• cache/ - various cache directories
    • agg/
    • cdm/
    • collection/
    • ehcache/
    • ncss/
    • wcs/

Can aggregations of many files cause “too many files open” problems?

Union-type aggregations will open all the files in the aggregation at once. The other types (joinNew, joinExisting) only open one file at a time, and then close it, so these can’t cause “too many open file” problems.

If you have “too many open files” errors, and you are not using large Union aggregations, then either there’s a file leak (which we would like to know about), or you have your file cache limit set too high relative to your OS file handle limit.

To debug file leaks:

  1. Check number of open files with ulimit -a.
  2. Restart Tomcat to close open files.
  3. Monitor open files with /usr/proc/bin/pfiles [Tomcat Process ID]
  4. Recreate the problem with minimal number of steps so we can reproduce, then send pfiles output to support.

I have modified my configuration of a JoinExisting Aggregation dataset, but nothing has changed.

The files and coordinates in a JoinExisting Aggregations are cached, and in some circumstances won’t get updated. The default location for the cache is ${tds.content.root.path}/thredds/cache/agg/ unless you change it in the threddsConfig.xml file. Go to that directory, there will be files with the name of the cached dataset(s). Delete the file for the dataset that needs updating and restart Tomcat.

What does the TDS do at startup to read the configuration catalogs? What gets cached? Does it have a way to know a referenced catalog is unchanged? When do referenced catalogs get scanned?

The TDS reads in all the config catalogs at start up. It caches all of them, and uses the “expires” attribute on the catalog to decide if/when it needs to re-read a catalog. It must read all catalogs, including catalogRefs, because it has to know what the possible dataset URLs are, and there is no contract that a client has to read a catalog before accessing the dataset.

Caching

We use compressed netCDF files, and the very first access to them are quite slow, although subsequent accesses are much faster, then become slow again after a while.

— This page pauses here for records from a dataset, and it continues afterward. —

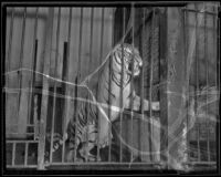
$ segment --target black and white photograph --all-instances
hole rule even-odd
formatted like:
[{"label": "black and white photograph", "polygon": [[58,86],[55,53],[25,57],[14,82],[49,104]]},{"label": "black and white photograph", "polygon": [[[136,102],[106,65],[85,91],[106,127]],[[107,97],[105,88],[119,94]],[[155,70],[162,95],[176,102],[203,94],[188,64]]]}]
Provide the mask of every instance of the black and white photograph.
[{"label": "black and white photograph", "polygon": [[220,174],[219,1],[1,3],[3,174]]}]

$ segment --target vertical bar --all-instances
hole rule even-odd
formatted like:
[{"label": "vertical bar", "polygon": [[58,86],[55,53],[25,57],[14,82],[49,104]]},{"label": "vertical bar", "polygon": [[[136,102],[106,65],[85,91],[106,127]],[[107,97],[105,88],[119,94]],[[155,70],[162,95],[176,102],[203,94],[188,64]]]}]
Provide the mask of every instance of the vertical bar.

I can see that TDS uncompress these files to the cdm cache directory, but then they must get deleted. Is there a way to keep them in the cache permanently?

Essentially this is a tradeoff between storage space and the time to decompress. We assume you don’t want to store the files uncompressed, so you have to pay the price of that. To control how these files are cached, see CDM library Disk cache. We would suggest that you use:

<DiskCache>
  <alwaysUse>true</alwaysUse>
  <scour>1 hour</scour>
  <maxSize>10 Gb</maxSize>
</DiskCache>

and choose maxSize carefully. The trick is to make maxSize big enough to keep the working set uncompressed, i.e. if there is a relatively small hot set of files that get accessed a lot, you want to give enough cache space to keep them uncompressed in the cache. Monitor the cache directory closely to see what files stay uncompressed, and how old they are, and modify maxSize as needed.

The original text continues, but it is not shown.